Przed samorozwiązaniem Sejm przyjął rządowy projekt ustawy o Euro 2012. To jednak jest tak na prawdę kropla w morzu potrzeb.
Furgalski: Unijnych pieniędzy nie starczy. To pewne.
„Wciąż ten parlament nie dopracował się pilnych zmian w dwudziestu ustawach zawierających około dwustu poprawek do prawa przetargowego, ustawy o ochronie środowiska, prawo zagospodarowania przestrzennego etc." - mówi Adrian Furgalski, Zespół Doradców Gospodarczych TOR.
A to dopiero początek problemów. „Można przypuszczać, że gdy rządy obejmie nowa ekipa, to zanim przejrzą papiery znowu stracimy cenny czas" - dodaje Furgalski.
Również w relacjach z Ukrainą uczestnicy debaty widzą pewien problem. Chodzi o lotnicze połączenia z naszym wschodnim sąsiadem. „Na razie mamy dosyć socjalistyczną umowę o ruchu dwustronnym, która ogranicza siatkę połączeń lotniczych. Ukraińcy boją się, że jeżeli otworzą swój rynek, tak jak zrobiła to Polska w 2004 r. np. na tanie linie, to ich linie po prostu zbankrutują" - mówi Furgalski.
Pewne przyspieszenie jednak można zauważyć. Uczestnicy debaty zwracali uwagę na inwestycje dofinansowywane przez Unię. Mowa o zmianie terminów realizacji ważnych projektów.
Kwieciński: Realizację projektów przyspieszyliśmy i dodaliśmy nowe
„Wcześniej zakończenie tych projektów było planowane na lata 2013 - 2015, a w tej chwili założyliśmy przyspieszenie tych projektów na lata 2012 - 2013" - mówi Jerzy Kwieciński, wiceminister Rozwoju Regionalnego i podkreśla: „To nie jest oczywiście tylko zmiana na papierze. To oznacza bardzo silną mobilizację wszystkich tych instytucji, które za to odpowiadają".
Z tym ostatnim zdaniem niektórych uczestników debaty mogą być problemy. „Próba przyspieszenia tego procesu to niezwykle trudne zadanie" - mówi Jan Krzysztof Bielecki, Prezes Zarządu, Bank Pekao S.A.
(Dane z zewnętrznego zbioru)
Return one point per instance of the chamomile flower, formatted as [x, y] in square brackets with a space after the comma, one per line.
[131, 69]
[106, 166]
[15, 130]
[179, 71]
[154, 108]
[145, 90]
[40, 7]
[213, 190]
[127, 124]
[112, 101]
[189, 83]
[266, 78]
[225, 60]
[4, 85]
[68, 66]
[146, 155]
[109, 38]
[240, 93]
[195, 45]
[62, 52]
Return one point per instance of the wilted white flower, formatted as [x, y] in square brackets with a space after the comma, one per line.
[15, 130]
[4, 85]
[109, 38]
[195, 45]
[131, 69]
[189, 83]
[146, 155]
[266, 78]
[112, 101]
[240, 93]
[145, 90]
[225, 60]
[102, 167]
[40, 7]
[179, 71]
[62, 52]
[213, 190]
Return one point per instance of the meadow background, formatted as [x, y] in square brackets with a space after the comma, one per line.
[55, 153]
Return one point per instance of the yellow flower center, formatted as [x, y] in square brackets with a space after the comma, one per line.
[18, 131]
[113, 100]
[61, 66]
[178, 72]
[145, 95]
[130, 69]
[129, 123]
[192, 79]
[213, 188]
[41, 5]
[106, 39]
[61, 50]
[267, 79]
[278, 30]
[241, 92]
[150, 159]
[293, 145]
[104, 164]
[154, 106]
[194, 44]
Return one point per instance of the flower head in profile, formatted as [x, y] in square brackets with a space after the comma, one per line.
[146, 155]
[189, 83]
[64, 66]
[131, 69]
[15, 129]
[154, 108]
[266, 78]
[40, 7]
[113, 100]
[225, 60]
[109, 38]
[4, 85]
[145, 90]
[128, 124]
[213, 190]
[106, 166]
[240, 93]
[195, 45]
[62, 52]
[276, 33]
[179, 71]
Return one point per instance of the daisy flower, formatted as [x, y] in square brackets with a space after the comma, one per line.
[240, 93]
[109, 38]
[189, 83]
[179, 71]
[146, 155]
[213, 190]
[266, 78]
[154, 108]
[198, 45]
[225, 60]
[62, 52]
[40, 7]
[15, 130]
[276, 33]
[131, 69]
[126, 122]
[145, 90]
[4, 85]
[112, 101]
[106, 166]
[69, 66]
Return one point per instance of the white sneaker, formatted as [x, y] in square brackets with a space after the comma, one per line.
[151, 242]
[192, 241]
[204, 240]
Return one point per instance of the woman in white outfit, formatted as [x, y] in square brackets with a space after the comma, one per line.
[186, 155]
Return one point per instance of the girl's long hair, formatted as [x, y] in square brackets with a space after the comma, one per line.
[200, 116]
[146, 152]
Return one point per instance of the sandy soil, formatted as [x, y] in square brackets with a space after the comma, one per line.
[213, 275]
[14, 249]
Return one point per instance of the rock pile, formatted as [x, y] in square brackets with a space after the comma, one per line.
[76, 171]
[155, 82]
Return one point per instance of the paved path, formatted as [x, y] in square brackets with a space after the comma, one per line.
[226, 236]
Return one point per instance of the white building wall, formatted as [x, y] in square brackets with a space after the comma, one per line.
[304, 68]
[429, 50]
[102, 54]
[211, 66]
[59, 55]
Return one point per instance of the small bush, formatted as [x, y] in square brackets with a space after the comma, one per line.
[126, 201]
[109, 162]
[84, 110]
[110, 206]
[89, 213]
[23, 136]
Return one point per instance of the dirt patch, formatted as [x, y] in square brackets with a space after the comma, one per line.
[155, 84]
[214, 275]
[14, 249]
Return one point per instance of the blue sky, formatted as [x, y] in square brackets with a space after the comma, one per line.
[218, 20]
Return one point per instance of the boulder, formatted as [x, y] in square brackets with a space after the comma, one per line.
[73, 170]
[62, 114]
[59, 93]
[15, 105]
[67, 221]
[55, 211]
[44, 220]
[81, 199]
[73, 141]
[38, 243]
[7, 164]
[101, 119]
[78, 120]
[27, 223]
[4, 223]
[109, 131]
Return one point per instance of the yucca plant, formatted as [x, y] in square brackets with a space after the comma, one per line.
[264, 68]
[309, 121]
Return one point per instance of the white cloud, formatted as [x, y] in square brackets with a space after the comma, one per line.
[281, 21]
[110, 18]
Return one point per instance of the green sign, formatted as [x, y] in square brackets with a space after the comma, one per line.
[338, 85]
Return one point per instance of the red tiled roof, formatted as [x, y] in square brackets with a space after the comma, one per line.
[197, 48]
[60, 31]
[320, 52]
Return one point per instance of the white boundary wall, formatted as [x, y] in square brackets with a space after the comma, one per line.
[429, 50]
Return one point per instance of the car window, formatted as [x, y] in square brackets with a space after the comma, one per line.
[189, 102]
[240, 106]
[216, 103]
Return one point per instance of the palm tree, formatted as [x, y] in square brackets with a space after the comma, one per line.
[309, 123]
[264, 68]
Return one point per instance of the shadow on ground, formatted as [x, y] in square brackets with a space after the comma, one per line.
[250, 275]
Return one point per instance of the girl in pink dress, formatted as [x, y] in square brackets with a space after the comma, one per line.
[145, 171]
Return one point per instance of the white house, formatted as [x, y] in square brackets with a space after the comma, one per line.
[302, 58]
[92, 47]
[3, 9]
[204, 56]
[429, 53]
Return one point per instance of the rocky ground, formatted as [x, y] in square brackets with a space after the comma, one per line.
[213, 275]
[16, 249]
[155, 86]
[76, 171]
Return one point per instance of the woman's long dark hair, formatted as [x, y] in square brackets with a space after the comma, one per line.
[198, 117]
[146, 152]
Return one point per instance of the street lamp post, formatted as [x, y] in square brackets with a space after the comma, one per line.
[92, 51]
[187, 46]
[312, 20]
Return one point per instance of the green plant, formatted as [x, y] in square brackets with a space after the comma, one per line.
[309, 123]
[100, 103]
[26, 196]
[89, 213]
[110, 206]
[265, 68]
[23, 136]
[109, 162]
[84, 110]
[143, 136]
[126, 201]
Uczestnicy debaty zgadzają się, że jeżeli działać to nie na ostatnią chwilę. Z organizacją Euro 2012 można zdążyć. Co jest potrzebne do mobilizacji? Ludzie, struktury, programy i pieniądze. „Jeżeli się to wszystko ze sobą dobrze poskłada to zdążymy" - mówi Kwieciński.